This operative phrase in Article 35(a) is similarly worded to that in Article 8(2) – related to the right of innocent passage through internal waters - and similarly imposes upon the coastal State the burden of asserting its exceptional claim of "historic internal waters". It is important to consider that in the case of the Northwest Passage, any failure to meet this burden would legitimize the exercise of the right of transit passage – vice mere innocent passage144 - by foreign civilian and naval vessels, since a saving provision in the Convention limiting the passage to "innocent passage" would not apply in this circumstance.145 Therefore, as with Canada's claim of "historic internal waters" between the straight baselines, Canada's assertion that the Northwest Passage is not an international strait constitutes another exception to the standard case under the Convention and Canada similarly bears the burden of supporting its claim of "historic internal waters."146


Footnotes

110 United States Oceans Policy, Statement by the President, March 10, 1983, Weekly Compilation of Presidential Documents 19 (1983, as cited in George Galdorisi, "The United States Freedom of Navigation Program: A Bridge for International Compliance with the 1982 United Nations Convention on the Law of the Sea?" (1996) 27 Ocean Development and International Law 399 at 401:

"The United States will accept and act in accordance with the balance of interests relating to traditional uses of the oceans – such as navigation and overflight. In this respect, the United States will recognize the rights of other States in the waters off their coasts, as reflected in the Convention, so long as the rights and freedoms of the United States and others under international law are recognized by such coastal States . . . . It has been the United States policy to exercise and assert its navigation and overflight rights and freedoms on a worldwide basis in a manner that is consistent with the balance of interests reflected in the 1982 Law of the Sea Convention. The United States will not, however, acquiesce in unilateral acts of other States designed to restrict the rights and freedoms of the international community in navigation and overflight and other related high seas uses".

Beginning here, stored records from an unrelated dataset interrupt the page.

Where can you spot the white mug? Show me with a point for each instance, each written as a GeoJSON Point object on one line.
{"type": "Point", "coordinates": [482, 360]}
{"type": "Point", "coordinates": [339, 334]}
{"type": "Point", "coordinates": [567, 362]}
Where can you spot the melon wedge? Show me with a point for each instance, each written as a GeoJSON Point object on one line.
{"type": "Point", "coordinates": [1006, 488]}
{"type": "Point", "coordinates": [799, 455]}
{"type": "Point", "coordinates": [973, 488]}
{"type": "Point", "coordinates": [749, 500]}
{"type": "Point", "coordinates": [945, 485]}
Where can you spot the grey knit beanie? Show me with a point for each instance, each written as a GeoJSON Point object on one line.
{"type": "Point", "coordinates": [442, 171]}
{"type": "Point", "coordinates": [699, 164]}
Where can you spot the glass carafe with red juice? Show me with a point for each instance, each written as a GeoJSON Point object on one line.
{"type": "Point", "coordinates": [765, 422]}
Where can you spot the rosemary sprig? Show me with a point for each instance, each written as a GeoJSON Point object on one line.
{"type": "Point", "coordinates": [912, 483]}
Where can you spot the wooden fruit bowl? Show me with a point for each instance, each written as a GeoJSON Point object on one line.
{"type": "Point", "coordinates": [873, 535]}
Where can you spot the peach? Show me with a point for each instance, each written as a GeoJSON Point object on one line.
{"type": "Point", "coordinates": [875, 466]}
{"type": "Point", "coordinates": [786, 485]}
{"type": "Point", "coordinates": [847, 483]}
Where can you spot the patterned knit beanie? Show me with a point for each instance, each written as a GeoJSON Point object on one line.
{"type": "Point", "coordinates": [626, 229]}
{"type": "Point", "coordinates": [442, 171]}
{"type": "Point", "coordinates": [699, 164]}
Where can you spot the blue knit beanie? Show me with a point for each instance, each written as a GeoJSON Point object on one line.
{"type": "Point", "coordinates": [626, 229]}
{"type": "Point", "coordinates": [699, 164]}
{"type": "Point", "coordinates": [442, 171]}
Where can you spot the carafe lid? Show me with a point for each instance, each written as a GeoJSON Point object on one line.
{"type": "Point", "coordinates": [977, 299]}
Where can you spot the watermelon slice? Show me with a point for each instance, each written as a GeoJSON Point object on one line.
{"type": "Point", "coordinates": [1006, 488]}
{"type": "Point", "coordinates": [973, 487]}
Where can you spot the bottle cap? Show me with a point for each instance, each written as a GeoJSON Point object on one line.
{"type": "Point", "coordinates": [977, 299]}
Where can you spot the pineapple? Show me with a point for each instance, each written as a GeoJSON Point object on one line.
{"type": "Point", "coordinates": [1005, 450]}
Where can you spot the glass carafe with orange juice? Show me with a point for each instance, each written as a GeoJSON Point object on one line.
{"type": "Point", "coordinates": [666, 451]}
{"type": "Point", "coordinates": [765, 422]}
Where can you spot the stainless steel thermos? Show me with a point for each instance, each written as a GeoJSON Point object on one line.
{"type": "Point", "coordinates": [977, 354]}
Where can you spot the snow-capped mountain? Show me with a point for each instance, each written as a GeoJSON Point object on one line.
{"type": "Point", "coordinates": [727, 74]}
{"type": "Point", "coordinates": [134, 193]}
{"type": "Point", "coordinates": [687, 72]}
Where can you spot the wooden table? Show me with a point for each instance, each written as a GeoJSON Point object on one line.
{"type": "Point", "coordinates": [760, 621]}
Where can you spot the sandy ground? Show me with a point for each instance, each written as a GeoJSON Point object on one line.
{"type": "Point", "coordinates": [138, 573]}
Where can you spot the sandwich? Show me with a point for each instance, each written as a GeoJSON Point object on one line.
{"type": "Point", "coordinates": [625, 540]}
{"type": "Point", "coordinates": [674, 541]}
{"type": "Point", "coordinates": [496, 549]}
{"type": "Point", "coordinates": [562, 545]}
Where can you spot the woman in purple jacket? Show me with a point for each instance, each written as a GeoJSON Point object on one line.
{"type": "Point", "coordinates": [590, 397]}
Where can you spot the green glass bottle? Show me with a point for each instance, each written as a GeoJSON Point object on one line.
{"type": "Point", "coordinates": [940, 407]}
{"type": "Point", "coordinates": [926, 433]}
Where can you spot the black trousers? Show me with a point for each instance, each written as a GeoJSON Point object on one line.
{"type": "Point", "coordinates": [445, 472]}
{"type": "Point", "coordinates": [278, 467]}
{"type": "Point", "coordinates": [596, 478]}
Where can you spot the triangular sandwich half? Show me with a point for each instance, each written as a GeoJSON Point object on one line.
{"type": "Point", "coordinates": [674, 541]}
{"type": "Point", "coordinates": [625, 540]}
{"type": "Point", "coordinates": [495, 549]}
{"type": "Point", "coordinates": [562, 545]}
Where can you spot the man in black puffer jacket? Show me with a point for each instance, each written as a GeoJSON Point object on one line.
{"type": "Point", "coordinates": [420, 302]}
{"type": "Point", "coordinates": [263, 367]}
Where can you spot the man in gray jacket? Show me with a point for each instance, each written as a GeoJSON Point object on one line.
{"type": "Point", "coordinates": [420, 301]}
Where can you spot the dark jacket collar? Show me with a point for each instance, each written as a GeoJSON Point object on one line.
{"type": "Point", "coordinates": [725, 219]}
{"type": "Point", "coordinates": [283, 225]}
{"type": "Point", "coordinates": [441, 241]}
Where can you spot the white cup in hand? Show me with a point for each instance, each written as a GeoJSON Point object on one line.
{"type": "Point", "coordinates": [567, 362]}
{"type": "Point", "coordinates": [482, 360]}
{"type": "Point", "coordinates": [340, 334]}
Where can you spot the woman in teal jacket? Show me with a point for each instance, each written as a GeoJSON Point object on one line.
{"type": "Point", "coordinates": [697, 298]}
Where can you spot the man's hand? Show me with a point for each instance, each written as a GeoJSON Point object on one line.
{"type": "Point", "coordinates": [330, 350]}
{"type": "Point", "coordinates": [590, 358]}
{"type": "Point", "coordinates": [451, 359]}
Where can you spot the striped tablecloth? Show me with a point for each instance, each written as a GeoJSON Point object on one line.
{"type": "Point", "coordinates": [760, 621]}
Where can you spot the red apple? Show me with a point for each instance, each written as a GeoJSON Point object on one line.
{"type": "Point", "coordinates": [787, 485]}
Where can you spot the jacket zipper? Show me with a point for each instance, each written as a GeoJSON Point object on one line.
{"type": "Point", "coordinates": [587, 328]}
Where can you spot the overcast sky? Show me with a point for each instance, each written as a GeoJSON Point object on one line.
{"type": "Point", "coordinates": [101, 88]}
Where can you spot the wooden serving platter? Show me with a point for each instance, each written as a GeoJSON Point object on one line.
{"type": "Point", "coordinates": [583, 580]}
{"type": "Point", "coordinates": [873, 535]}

111 Pirtle, Military Uses of Ocean Space, 8.

112 Giulio Pontecorvo, "A Note: Military Uses of the Ocean and the Law of the Sea Conference", Giulio Pontecorvo, ed., The New Order of the Oceans: The Advent of a Managed Environment, (1986) 60, cited in Pirtle, Military Uses of the Ocean, 9.

"The Third United Nations Conference on the Law of the Sea (UNCLOS III) was constrained, he observes, "by the military concerns of the two superpowers," which meant that "[w]hile there was no conspiracy of silence, in the drafting of the treaty articles the military concerns of the USSR and the United States were largely accepted by the negotiators. Thus the treaty defined the nonmilitary problems and issues".

113 R.R. Churchill and A.V. Lowe, The Law of the Sea, 3d, Melland Schill Studies in International Law, 1999, 421. As noted by Pirtle, Military Uses of Ocean Space, 9:

"Consequently, and despite the fact that the security interests of the maritime powers are barely one half-step removed from every word, line, and article in the non-seabed-mining parts of the Convention, military issues were either treated superficially or neglected altogether in UNCLOS III".

"Neglect" in this instance was intentional rather than accidental. It was the deliberate and hard-won product of a unified strategic policy by the United States, the Soviet Union, and their allies. Much of the Convention, therefore, was written in invisible ink.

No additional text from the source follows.